We found no significant difference in set-up time between both support devices in the comparative group. Comparison with a previous report from our center by Veldeman et al.15 shows a shorter time needed for positioning for both support devices in the current study. This shows that a learning curve for implementation of prone positioning exists. However, the validation group had a mean positioning time that was 1 min longer than the comparative group on the crawl couch (3.8 vs. 2.8 min). Because about 22% timing measurements were missing, and the time was noted in minutes by different RTTs, we feel future time registration studies could benefit from automation. But although time differences of less than a minute cannot be detected in this study, the relevance of such differences can be questioned.

There was a near unanimous preference for the crawl couch. Regarding patient comfort, the crawl couch never performed worse than the standard breastboard. When evaluating pain and pressure/tension scores, we showed a substantial difference in favour of the crawl couch for the sternum at the time of simulation. The difference is probably most apparent at that time, because patients spend a longer time on the support device. Figures 3 and 4 illustrate the observed scores for all patients, and allow visual evaluation of the data. While the sample size might not allow to detect any differences perceived by these patients, it is quite clear from the graphs that the crawl couch causes the patient less pain.

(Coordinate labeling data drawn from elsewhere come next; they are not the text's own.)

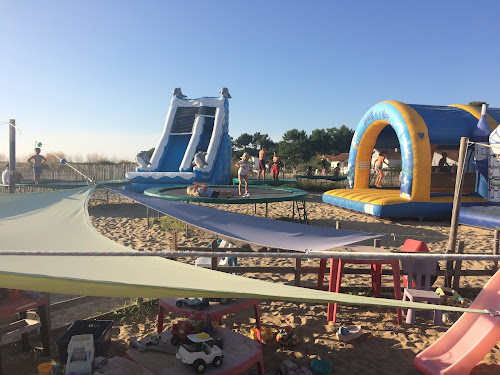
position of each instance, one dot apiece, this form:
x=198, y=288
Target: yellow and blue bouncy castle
x=418, y=130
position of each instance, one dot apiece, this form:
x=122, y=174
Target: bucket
x=44, y=368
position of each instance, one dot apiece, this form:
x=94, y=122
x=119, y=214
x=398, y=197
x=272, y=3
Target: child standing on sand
x=378, y=165
x=243, y=171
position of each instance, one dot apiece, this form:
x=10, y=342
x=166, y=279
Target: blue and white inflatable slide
x=195, y=145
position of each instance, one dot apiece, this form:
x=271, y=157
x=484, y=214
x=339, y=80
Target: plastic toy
x=197, y=303
x=290, y=368
x=286, y=337
x=196, y=323
x=80, y=354
x=199, y=351
x=321, y=367
x=348, y=333
x=451, y=298
x=222, y=301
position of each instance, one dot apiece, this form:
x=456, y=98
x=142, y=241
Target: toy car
x=286, y=337
x=197, y=303
x=451, y=297
x=290, y=368
x=199, y=351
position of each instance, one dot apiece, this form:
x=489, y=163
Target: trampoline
x=63, y=184
x=329, y=178
x=258, y=194
x=254, y=181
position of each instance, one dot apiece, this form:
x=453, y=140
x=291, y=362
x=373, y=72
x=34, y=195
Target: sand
x=385, y=349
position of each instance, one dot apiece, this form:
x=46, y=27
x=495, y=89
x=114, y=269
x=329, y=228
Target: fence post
x=458, y=266
x=495, y=249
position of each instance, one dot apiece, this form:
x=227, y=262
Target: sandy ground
x=385, y=349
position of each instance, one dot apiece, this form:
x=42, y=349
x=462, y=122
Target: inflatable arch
x=419, y=130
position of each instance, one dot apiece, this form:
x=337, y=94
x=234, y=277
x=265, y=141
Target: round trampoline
x=254, y=181
x=258, y=194
x=63, y=184
x=329, y=178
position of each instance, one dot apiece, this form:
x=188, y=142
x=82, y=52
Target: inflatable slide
x=468, y=340
x=195, y=145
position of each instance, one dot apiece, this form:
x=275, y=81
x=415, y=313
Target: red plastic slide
x=467, y=342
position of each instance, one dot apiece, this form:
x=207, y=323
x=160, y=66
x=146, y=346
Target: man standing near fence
x=37, y=161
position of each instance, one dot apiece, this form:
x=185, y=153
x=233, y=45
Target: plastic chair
x=419, y=272
x=206, y=262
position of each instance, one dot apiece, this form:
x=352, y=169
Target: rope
x=307, y=255
x=76, y=170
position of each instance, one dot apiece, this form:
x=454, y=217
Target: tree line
x=297, y=147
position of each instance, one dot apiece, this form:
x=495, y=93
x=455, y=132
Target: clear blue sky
x=96, y=76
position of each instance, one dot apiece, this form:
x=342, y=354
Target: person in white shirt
x=6, y=175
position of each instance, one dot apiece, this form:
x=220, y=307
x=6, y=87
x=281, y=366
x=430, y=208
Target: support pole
x=458, y=266
x=457, y=200
x=496, y=247
x=12, y=154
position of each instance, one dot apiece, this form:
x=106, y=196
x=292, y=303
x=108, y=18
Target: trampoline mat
x=258, y=194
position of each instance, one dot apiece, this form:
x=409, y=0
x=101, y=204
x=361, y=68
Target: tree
x=478, y=104
x=295, y=146
x=341, y=139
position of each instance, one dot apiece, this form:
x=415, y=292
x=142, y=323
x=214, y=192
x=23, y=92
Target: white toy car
x=198, y=351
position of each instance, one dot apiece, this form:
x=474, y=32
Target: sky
x=96, y=76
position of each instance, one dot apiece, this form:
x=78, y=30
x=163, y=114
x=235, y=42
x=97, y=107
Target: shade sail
x=58, y=221
x=247, y=229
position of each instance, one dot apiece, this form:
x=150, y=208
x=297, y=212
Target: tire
x=199, y=366
x=175, y=340
x=217, y=361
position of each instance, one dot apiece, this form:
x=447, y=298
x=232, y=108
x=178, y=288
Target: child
x=201, y=189
x=276, y=166
x=243, y=171
x=37, y=161
x=379, y=163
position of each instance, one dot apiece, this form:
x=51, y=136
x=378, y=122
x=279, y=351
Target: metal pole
x=12, y=155
x=457, y=200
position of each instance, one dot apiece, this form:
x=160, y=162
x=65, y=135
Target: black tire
x=175, y=340
x=217, y=362
x=199, y=366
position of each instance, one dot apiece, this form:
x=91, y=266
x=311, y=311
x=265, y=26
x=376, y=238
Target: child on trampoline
x=201, y=189
x=243, y=171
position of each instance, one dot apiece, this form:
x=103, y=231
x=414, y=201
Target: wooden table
x=337, y=266
x=21, y=306
x=240, y=354
x=215, y=308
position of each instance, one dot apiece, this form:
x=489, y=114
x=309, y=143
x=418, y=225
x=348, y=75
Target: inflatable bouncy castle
x=195, y=145
x=418, y=131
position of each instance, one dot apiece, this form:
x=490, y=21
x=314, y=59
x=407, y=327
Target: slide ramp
x=466, y=343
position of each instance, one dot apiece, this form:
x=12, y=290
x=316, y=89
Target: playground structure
x=418, y=131
x=195, y=145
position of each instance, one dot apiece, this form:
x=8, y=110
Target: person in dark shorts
x=37, y=161
x=262, y=163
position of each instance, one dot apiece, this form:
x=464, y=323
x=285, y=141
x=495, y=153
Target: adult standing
x=37, y=161
x=262, y=163
x=6, y=175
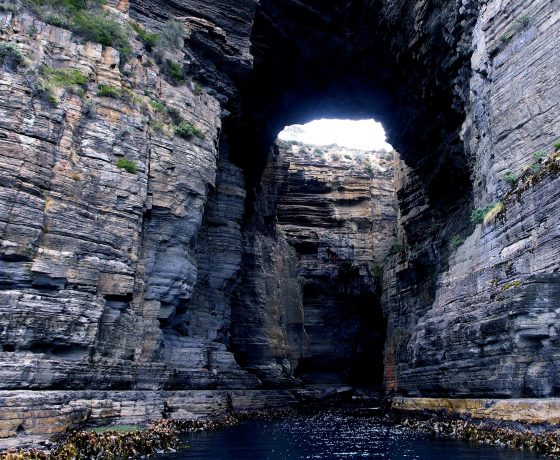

While this trial reports on inter-fraction positioning variability on the crawl couch, we did not acquire data allowing us to evaluate the effect of intra-fraction motion and its impact on patient dosimetry. We assumed the intra-fraction motion to be negligible because there is evidence that the breast has no substantial respiration-related movement in prone positioning13,14,15. However, other factors influencing intra-fraction variation and their impact on dosimetry may merit further investigation.

Conclusion

Compared to standard prone positioning, the use of the novel crawl couch improves the positioning precision for prone WBI. The crawl position can almost match set-up errors that are seen in supine positioning without large increases in additional treatment time. In addition, patients generally preferred the crawl couch over a standard prone breastboard and experienced less discomfort, showing lower pain and pressure scores on the crawl couch.